Aharon and his sons finished the offerings, after which Aharon blessed the people with the priestly blessing. Moshe and Aharon then blessed the people that the Divine presence will rest upon them.
A fire came from heaven and consumed the offerings on the mizbeach. The people fell to the ground in awe of God. Nadav and Avihu, two of Aharon’s sons, brought an incense offering (ketoret) in a pan, which they had not been commanded to do. A fire descended from God, killing them instantly. Aharon was silent. Moshe asked two of their cousins to remove the bodies. Moshe told Aharon and his two surviving sons, Elazar and Itamar, not to display any mourning in public. God said to Aharon that no one is allowed to perform the service in the Mishkan when drunk.
Moshe told Aharon and his sons to eat the remaining parts of a special meal offering (mincha) that they themselves had brought that day, as well as parts of the shelamim offering which they had also brought.
Moshe criticised Elazar and Itamar (Aharon’s other sons) for burning one of the chatat offerings instead of eating parts of it. Aharon defended their actions, based on their status as mourners. Moshe accepted Aharon’s justification.
God taught Moshe and Aharon some of the laws of kashrut. Only an animal with completely split hooves and which chews the cud is kosher. Therefore, animals like the camel and pig, which have only one of these characteristics, are forbidden. Fish are only kosher if they have both fins and scales.
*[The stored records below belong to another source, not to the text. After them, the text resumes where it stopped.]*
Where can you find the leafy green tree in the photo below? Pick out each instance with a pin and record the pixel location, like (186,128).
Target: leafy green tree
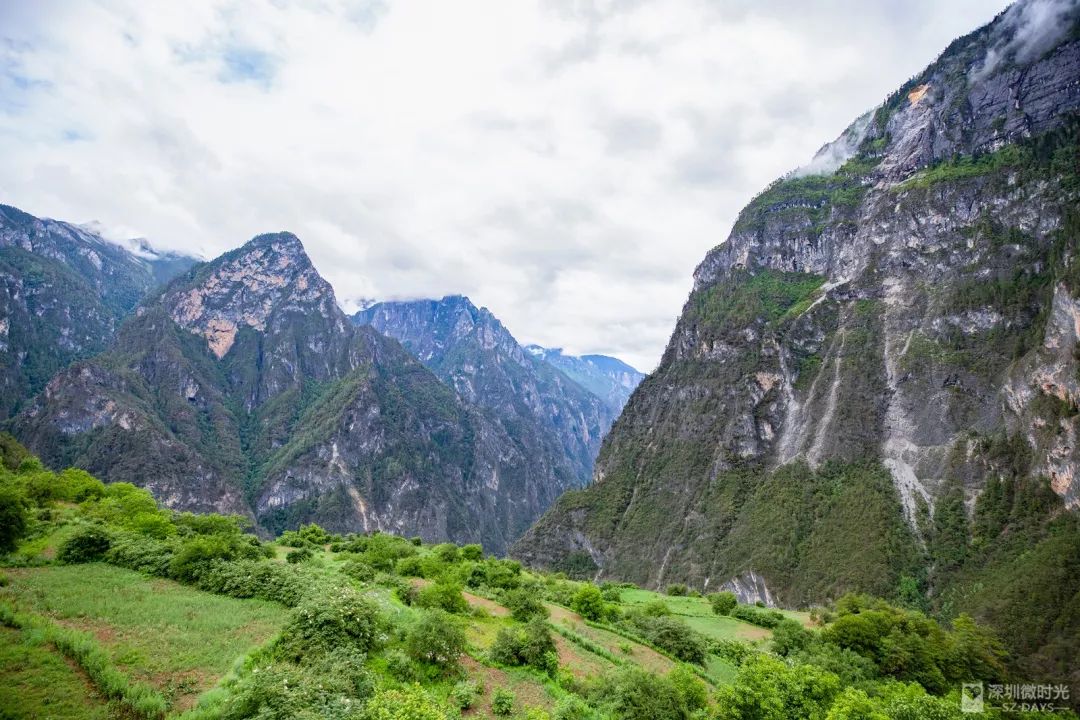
(443,595)
(723,602)
(525,603)
(12,518)
(589,602)
(436,638)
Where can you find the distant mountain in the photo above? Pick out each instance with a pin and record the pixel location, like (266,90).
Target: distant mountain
(243,388)
(608,378)
(550,416)
(874,384)
(63,290)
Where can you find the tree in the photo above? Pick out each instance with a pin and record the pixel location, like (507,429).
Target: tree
(723,602)
(589,602)
(436,638)
(12,518)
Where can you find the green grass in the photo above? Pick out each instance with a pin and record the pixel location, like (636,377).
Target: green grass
(37,682)
(179,639)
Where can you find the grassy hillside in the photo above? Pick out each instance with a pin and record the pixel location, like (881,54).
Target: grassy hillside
(113,608)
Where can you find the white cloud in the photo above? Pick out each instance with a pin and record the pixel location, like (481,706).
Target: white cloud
(565,164)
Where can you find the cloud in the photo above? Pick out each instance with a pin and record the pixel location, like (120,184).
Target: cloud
(566,164)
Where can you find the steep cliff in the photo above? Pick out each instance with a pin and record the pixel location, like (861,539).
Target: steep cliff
(874,383)
(63,291)
(243,388)
(550,416)
(608,378)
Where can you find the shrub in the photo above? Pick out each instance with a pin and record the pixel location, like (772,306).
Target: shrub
(790,636)
(12,518)
(345,619)
(502,701)
(359,571)
(531,644)
(589,602)
(673,636)
(196,555)
(759,616)
(78,485)
(655,609)
(444,596)
(447,553)
(635,694)
(525,603)
(88,544)
(723,602)
(436,638)
(407,703)
(464,693)
(301,555)
(140,553)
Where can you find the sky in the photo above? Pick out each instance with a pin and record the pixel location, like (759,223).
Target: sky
(566,164)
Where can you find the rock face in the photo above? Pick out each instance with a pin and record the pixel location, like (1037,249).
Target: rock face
(243,388)
(63,291)
(608,378)
(549,416)
(876,366)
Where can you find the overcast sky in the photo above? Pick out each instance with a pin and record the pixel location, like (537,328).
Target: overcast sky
(566,164)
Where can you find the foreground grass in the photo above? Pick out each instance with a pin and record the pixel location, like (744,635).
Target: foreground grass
(36,681)
(177,639)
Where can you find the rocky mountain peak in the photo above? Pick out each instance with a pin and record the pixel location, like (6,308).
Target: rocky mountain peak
(270,274)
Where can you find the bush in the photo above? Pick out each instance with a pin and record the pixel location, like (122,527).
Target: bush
(790,636)
(13,517)
(301,555)
(194,556)
(673,636)
(359,571)
(140,553)
(345,619)
(589,602)
(436,638)
(635,694)
(502,701)
(444,596)
(723,602)
(88,544)
(759,616)
(408,703)
(464,693)
(531,644)
(525,603)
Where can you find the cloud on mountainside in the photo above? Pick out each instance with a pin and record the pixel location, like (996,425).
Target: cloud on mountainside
(564,163)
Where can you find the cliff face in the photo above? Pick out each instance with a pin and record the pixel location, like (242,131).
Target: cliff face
(549,415)
(243,388)
(882,337)
(64,290)
(608,378)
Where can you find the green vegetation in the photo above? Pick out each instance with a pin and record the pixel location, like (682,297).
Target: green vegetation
(197,619)
(768,295)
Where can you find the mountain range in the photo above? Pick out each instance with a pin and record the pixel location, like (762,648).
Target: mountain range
(241,386)
(874,384)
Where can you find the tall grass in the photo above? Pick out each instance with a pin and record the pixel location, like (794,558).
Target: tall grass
(140,698)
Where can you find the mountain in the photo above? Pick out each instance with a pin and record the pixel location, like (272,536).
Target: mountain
(242,388)
(874,383)
(64,290)
(548,415)
(608,378)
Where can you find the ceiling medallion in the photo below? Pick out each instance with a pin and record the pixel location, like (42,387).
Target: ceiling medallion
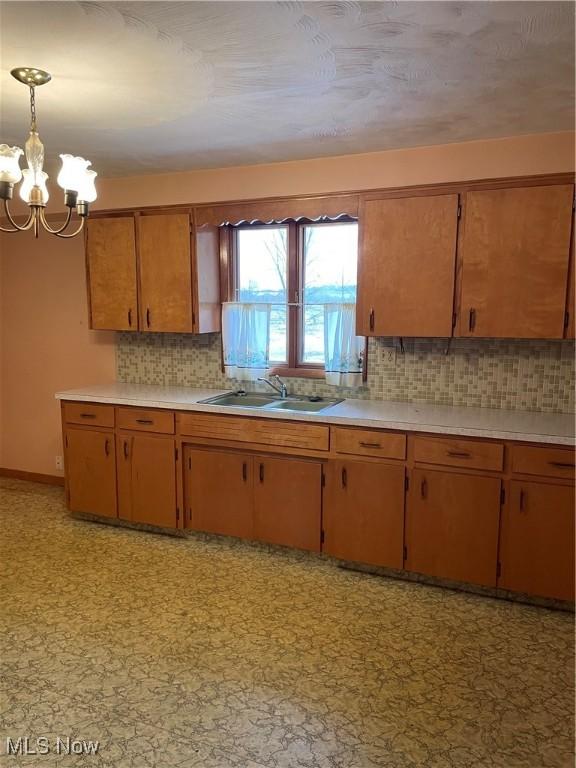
(74,177)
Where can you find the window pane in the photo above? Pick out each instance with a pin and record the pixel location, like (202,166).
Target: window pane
(263,276)
(330,256)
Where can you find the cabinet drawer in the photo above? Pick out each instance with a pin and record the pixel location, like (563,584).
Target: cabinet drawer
(89,413)
(459,453)
(261,431)
(369,442)
(146,421)
(548,462)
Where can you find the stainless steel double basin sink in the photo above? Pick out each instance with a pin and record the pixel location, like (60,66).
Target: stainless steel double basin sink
(265,402)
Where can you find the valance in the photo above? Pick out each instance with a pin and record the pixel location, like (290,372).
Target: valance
(268,211)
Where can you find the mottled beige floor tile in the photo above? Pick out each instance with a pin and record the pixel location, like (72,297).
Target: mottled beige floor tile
(214,653)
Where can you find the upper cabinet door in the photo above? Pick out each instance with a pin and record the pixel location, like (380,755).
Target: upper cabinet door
(206,279)
(111,272)
(570,320)
(165,273)
(514,260)
(406,266)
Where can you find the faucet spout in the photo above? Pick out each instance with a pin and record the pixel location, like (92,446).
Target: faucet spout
(279,386)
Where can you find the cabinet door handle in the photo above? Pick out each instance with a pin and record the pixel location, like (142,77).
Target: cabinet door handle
(424,489)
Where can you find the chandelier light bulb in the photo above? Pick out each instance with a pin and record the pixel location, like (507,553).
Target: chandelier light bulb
(10,171)
(34,181)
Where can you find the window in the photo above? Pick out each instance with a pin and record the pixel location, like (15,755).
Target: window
(297,268)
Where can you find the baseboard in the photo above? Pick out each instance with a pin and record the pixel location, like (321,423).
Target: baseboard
(32,477)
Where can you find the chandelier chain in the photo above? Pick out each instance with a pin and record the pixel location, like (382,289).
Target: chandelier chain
(33,108)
The Torah lists forbidden birds by name. Flying insects are also prohibited food, with limited exceptions (that are today difficult to identify). Kosher animals that die without proper slaughter (shechitah), as well as dead non-kosher animals, transmit ritual impurity (tumah) to one who touches them.
The Torah lists some basic laws of how certain utensils can become impure (tameh) and how they need to be treated thereafter. All creeping insects are forbidden to eat. Keeping these laws allows a person to become sanctified and holy.